You will receive loads of information if you go to www.aruba-bb.com and/or www.visitaruba.com.  This will be our 11th year for 3 weeks each year.  We go in Feb/March and love it.  I use the bb's very extensively to find out about restaurants,etc.  There is also a website for the lastest Aruba restaurant reviews but the reviews on the bbs are splendid.  You can walk to some things from the Marriott but you are missing some of the best restaurant's (Madame Jeanette, etc.) if you stay within walking distance - and it is not that easy a walk.  Don't miss Azzuro at Playa Linda or Gianni (same owners) - much better than Hostaria.  We always rent a car as taxis really add up quickly and its nice to just hop in a car.  We don't find the driving a problem - I even go out on my own.   I say Azzuro first because it has a nice ocean view.  Mirandi is also a drive (go for sunset on the water).  JMHO, Linda


----------



## laxmom (Feb 10, 2008)

We were at Surf Club last year on Memorial Day week.  It was about 90 but the tradewinds kept us cool.  The water in the lazy river was so warm that you couldn't tell if your hand was in our out.  It was the weirdest thing.  It wasn't that the water was hot just that it was about the same as the air and our body temp.  We swam every night after dinner; it was more refreshing and less crowded.

We did rent a car.  We paid $130 for a Yaris and would do it again.  We beach hopped with our snorkel gear.  We did the jeep tour and island getaway with DePalm Tours and would highly recommend them.  Our 16 yo loved it.  We rode in a jeep with several other people and took turns driving.  The tour guide had his own vehicle.  There is a bus stop out front of the Ocean Club that was something like 50 cents pp.  We took that downtown after trying to drive and park once with no luck.  Parking is at a premium so take the bus.

Did the TS tour and it was no pressure.

Agree with the previous post about Ling & Sons.  Just inquire about their hours - they weren't the kind of hours we were used to here.  Also, the prices are in florines not dollars on the shelves.

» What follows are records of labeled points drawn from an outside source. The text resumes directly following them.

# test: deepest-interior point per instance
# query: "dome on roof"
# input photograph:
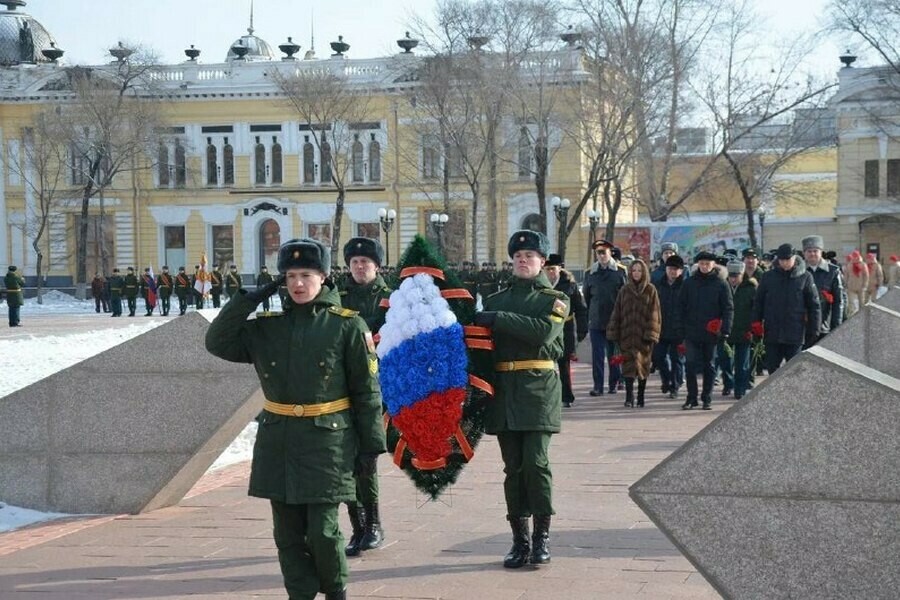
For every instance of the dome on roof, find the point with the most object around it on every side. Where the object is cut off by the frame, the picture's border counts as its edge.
(257, 48)
(21, 37)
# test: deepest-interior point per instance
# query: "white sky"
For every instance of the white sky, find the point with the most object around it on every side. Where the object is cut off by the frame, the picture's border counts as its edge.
(86, 29)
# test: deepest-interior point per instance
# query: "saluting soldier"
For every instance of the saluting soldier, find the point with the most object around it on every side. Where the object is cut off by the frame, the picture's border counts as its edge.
(164, 285)
(321, 419)
(183, 289)
(116, 286)
(365, 292)
(526, 320)
(132, 286)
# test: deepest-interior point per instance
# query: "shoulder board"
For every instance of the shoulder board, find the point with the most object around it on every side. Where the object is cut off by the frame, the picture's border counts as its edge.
(344, 312)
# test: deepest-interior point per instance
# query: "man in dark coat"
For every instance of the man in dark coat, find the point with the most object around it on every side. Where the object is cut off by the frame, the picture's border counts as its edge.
(563, 281)
(786, 310)
(321, 417)
(706, 314)
(365, 292)
(526, 321)
(601, 288)
(829, 282)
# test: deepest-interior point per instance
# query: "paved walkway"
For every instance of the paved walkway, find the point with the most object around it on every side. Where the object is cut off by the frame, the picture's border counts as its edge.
(217, 543)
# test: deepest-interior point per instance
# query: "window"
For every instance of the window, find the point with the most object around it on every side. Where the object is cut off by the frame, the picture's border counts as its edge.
(871, 179)
(223, 244)
(228, 163)
(259, 156)
(163, 166)
(894, 177)
(173, 237)
(277, 171)
(374, 160)
(309, 162)
(212, 167)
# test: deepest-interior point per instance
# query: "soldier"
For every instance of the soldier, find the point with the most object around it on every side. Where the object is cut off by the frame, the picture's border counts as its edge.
(365, 292)
(132, 287)
(232, 282)
(183, 289)
(321, 419)
(164, 286)
(526, 320)
(215, 289)
(116, 285)
(148, 285)
(15, 297)
(263, 279)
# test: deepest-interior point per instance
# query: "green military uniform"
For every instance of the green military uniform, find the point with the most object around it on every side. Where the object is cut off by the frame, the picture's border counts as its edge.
(311, 354)
(527, 321)
(132, 287)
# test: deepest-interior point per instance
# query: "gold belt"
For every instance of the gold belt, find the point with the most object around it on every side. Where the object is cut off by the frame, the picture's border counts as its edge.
(307, 410)
(524, 365)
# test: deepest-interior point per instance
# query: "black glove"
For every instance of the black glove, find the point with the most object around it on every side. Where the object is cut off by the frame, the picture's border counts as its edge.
(260, 294)
(366, 464)
(486, 318)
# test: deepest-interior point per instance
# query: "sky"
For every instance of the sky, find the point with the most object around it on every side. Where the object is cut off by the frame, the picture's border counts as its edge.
(371, 27)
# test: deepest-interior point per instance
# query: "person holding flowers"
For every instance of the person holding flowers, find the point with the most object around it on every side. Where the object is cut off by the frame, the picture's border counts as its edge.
(526, 320)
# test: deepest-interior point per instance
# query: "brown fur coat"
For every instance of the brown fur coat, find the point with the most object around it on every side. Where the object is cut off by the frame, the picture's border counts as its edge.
(635, 324)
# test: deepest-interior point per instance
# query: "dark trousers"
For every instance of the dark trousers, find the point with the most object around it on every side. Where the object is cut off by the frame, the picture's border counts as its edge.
(670, 363)
(601, 351)
(778, 353)
(310, 548)
(528, 485)
(701, 360)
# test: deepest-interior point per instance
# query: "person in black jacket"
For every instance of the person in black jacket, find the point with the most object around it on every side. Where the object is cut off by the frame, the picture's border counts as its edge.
(786, 310)
(707, 310)
(601, 288)
(666, 355)
(563, 281)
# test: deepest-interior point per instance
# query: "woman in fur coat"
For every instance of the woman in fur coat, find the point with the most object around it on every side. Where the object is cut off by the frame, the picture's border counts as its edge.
(635, 326)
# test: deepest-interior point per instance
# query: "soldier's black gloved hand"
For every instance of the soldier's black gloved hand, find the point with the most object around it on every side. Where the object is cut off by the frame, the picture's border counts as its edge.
(486, 318)
(260, 294)
(366, 464)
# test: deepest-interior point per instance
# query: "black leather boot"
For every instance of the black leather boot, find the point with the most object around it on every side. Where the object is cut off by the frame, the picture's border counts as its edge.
(358, 522)
(518, 554)
(629, 392)
(374, 534)
(540, 541)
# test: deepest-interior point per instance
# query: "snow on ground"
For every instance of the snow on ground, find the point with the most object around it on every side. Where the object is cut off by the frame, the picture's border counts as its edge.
(26, 360)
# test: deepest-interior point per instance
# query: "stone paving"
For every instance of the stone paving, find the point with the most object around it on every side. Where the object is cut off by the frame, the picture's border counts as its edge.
(217, 542)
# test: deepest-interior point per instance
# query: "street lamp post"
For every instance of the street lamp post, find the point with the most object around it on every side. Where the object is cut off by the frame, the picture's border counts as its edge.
(561, 210)
(387, 218)
(438, 222)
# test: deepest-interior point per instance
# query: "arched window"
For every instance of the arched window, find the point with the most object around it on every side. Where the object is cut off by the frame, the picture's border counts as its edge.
(309, 162)
(259, 155)
(180, 165)
(277, 173)
(212, 168)
(162, 160)
(326, 162)
(374, 160)
(228, 163)
(358, 166)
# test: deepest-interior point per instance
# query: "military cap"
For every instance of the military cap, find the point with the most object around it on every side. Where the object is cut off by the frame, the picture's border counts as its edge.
(813, 241)
(304, 253)
(528, 240)
(675, 261)
(367, 247)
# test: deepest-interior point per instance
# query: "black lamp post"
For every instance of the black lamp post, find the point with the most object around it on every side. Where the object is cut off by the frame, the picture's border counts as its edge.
(387, 218)
(561, 210)
(438, 222)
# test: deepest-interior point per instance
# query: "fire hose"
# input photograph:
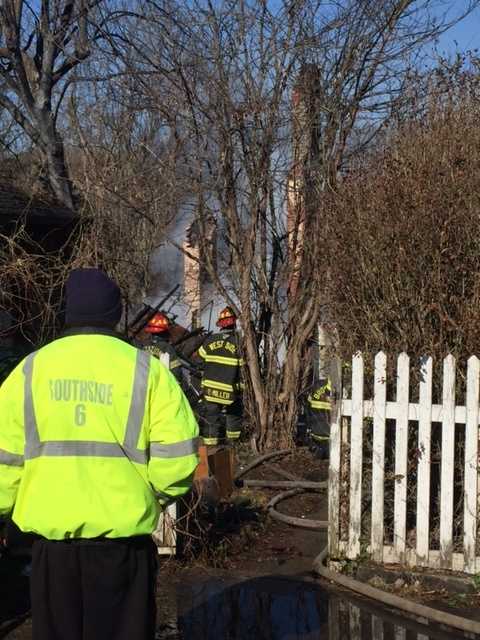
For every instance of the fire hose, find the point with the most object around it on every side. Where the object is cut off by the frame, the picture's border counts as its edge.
(424, 613)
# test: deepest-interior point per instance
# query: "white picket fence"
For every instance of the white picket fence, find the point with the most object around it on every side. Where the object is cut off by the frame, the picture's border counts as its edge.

I thought the drinks at the resorts were a little watered down but we only drank at happy hour.  We did walk to the high rise area for dinner once, dinner at Madame Jeanettes once and dinner on the beach once.  Other than that we ate in our room for breakfast and lunch when not on our tour with DePalm.(There are coupons in the magazines for some of their tours)

Jolly Pirates docks right next to Surf Club and I have heard great things about their snorkel adventures.  The tour we did was an all day thing with some offroading on the back side of the island and then a trip to DePalm Island which was all inclusive.  It was the highlight of our trip.  We got to see a lot of the island this way.

We took our 16 yo and at first he thought the lazy river was boring.  Couldn't get  him out by the end of the week.  We also drove up the coast a little bit to an area where the kite boarders practice and watched them for quite a while.  They are there after work hours.  There is a race from Venezuela to Aruba sometime in May.  One night there was a mini concert at Moomba's, next to the Surf Club, that we sat on the beach and listened to.  All in all, DS said this was his favorite trip so far out of all that we have taken.  He wants to know when we are going back....so do I!!


----------



## lprstn (Feb 15, 2008)

Thanks everyone! Keep it coming!  My girlfriend owns at this resort and I am sending her information that I found here.  She said its opening her eyes to a whole different vacation than she was taking.


----------